Musim kemarau panjang, merupakan musim paceklik bagi para petani. Begitu juga dengan yang dirasakan oleh warga desa Kedhung Jati, yang sebagian besar warganya adalah petani.
Tak ada lagi yang bisa diharapkan di musim paceklik ini. Yang punya ternak mulai menjual ternaknya. Pohon pohon yang tumbuh di kebun atau diladangpun tak luput menjadi korban. Yang kira kira sudah besar dan laku untuk dijual, mulai ditebang dan dijadikan uang.
Yang masih punya simpanan beras atau gabah mulai mengiritnya. Nasi tiwul menjadi pilihan. Umbi umbian yang masih tersisa di ladang dan sekiranya bisa dimakanpun menjadi buruan.
Yang sama sekali tak memiliki simpanan, mau tak mau harus menjadi korban lintah darat. Surat tanah atau barang berharga lainnya dijadikan jaminan untuk mendapatkan pinjaman uang dari rentenir yang haus darah, dengan bunga yang sangat mencekik leher.

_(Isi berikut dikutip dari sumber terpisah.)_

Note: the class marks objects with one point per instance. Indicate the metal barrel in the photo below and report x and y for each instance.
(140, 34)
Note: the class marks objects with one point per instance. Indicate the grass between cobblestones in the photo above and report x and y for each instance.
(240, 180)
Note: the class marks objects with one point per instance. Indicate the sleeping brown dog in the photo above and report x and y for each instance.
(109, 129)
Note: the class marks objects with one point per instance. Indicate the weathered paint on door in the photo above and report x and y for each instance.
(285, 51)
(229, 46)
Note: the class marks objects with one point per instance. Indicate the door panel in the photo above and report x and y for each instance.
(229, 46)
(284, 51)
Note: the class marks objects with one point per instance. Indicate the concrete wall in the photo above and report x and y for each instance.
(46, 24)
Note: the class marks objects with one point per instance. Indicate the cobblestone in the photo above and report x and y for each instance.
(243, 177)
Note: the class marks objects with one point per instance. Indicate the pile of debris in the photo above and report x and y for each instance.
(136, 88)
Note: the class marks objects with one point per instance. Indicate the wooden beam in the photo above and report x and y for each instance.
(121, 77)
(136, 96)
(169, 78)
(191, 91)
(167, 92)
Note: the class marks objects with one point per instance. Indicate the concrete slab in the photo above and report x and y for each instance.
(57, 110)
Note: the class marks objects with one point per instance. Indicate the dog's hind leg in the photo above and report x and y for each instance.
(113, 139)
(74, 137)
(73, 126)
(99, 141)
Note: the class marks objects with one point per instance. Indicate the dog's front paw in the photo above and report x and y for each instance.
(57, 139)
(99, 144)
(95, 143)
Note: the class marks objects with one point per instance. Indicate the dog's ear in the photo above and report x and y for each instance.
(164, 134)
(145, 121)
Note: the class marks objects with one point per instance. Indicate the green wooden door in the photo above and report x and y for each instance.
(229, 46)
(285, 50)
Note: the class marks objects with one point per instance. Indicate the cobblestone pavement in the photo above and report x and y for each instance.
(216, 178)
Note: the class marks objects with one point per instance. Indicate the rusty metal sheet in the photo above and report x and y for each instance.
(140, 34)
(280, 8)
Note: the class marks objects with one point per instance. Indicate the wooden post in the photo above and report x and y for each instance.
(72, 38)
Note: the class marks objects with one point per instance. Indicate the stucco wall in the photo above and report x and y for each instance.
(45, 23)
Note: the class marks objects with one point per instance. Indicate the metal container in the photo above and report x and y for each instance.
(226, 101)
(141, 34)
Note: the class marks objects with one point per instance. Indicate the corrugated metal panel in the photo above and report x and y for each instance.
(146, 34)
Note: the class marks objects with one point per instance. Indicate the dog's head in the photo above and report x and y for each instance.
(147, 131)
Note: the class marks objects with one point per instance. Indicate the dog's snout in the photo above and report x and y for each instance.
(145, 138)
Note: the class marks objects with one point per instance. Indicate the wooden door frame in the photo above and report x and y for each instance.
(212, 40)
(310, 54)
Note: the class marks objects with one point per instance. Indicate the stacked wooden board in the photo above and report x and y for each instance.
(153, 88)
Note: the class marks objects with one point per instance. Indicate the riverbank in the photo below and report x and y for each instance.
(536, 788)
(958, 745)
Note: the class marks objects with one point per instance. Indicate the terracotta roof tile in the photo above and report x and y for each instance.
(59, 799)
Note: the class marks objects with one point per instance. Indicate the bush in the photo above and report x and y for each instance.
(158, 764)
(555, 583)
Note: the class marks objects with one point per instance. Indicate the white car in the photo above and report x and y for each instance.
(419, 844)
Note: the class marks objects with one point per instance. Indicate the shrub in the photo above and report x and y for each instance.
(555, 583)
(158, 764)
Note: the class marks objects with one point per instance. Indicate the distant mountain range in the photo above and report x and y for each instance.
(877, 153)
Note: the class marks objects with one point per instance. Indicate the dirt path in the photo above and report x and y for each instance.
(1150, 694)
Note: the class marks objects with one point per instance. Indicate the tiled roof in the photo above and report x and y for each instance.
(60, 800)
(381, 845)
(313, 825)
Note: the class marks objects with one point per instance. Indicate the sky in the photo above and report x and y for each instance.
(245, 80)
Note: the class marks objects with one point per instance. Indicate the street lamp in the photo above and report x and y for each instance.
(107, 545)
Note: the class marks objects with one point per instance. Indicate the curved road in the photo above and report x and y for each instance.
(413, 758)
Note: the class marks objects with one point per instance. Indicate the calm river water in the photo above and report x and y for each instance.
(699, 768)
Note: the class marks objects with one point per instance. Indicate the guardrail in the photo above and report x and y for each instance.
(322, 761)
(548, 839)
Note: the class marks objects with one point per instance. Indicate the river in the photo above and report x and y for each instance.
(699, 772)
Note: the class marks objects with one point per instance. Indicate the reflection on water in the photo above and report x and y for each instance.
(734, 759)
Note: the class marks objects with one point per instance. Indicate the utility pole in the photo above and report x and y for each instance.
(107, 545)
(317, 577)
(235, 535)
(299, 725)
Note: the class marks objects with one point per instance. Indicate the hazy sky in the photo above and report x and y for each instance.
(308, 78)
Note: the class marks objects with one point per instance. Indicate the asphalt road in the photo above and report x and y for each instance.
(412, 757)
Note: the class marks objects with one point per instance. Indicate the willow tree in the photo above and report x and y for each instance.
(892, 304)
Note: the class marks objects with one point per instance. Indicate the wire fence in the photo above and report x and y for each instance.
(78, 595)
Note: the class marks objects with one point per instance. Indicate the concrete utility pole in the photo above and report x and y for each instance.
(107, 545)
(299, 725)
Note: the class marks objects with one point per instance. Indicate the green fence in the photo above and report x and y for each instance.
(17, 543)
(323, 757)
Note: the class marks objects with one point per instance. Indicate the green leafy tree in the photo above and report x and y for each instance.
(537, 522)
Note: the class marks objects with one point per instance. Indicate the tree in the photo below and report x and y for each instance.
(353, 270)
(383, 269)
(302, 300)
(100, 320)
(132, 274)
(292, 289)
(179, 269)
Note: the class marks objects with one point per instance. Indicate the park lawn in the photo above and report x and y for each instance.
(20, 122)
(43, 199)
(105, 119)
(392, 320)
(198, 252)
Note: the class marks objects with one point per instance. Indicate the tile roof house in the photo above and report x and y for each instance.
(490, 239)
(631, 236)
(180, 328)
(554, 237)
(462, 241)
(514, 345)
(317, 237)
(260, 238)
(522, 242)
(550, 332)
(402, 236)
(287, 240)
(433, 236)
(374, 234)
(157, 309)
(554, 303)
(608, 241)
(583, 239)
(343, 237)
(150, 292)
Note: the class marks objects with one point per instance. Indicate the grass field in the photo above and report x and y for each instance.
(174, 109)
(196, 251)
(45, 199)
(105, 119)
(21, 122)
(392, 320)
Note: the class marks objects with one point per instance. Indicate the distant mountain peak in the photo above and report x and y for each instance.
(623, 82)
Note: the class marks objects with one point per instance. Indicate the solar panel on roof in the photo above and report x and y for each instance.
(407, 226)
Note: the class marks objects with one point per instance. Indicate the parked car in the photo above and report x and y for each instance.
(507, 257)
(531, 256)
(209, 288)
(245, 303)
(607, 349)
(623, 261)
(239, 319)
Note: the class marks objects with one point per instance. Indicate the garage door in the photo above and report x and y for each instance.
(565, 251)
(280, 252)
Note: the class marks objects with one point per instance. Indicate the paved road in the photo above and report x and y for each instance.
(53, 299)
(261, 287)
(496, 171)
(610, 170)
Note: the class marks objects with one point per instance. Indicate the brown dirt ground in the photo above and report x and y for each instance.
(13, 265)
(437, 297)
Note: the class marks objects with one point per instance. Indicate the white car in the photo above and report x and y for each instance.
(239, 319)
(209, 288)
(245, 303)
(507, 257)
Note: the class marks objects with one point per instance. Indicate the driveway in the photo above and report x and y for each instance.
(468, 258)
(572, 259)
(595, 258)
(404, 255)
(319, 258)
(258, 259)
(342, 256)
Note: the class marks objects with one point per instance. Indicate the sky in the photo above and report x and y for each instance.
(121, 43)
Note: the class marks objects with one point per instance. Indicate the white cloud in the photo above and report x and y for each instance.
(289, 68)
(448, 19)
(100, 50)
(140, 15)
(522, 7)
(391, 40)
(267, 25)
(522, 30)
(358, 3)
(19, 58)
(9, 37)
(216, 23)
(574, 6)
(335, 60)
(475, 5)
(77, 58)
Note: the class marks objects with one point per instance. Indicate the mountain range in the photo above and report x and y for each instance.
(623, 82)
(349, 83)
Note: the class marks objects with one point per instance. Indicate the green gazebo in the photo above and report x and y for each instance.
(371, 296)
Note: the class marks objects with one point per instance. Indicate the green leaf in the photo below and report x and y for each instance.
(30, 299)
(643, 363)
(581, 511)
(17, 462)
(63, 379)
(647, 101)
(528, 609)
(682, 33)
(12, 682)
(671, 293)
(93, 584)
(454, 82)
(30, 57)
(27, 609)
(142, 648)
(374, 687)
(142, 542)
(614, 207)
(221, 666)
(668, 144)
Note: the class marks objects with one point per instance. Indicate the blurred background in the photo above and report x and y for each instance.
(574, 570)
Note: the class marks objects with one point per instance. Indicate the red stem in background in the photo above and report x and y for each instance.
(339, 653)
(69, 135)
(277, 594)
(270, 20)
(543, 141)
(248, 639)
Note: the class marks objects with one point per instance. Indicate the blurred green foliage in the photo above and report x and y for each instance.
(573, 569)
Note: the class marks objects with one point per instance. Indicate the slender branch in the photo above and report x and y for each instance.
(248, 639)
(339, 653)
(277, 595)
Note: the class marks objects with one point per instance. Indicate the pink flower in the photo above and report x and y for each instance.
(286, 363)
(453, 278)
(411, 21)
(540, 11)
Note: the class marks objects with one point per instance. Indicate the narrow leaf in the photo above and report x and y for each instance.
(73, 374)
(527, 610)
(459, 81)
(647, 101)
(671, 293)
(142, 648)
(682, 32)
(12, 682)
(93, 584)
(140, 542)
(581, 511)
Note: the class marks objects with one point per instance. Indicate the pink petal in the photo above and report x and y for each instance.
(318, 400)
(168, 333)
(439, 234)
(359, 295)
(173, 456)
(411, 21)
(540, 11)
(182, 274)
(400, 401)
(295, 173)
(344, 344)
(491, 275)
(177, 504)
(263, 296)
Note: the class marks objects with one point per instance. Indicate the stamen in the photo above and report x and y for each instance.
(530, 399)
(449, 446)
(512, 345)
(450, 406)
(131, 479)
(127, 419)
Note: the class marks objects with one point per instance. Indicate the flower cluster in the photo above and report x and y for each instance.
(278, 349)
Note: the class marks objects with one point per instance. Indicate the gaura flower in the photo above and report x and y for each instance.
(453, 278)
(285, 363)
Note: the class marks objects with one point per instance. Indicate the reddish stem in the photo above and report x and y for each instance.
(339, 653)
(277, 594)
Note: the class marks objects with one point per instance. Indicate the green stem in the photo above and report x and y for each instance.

Kehidupan di desa yang semula adem ayem mulai terusik. Keributan keributan kecil dalam keluarga mulai sering terjadi. Kadang hanya karena masalah sepele bisa menyulut terjadinya perang baratayuda. Memang, kalau sudah menyangkut urusan perut, akal sehatpun kadang bisa menjadi hilang.
Seperti yang terjadi pada keluarga Kang Darso pagi itu. Yu Marni, istrinya, mengomel panjang pendek di dapur sambil sibuk di depan tungku. Hanya ada beberapa potong umbi singkong yang bisa direbusnya untuk menyambung hidup sehari ini. Entah besok mereka masih bisa makan atau tidak.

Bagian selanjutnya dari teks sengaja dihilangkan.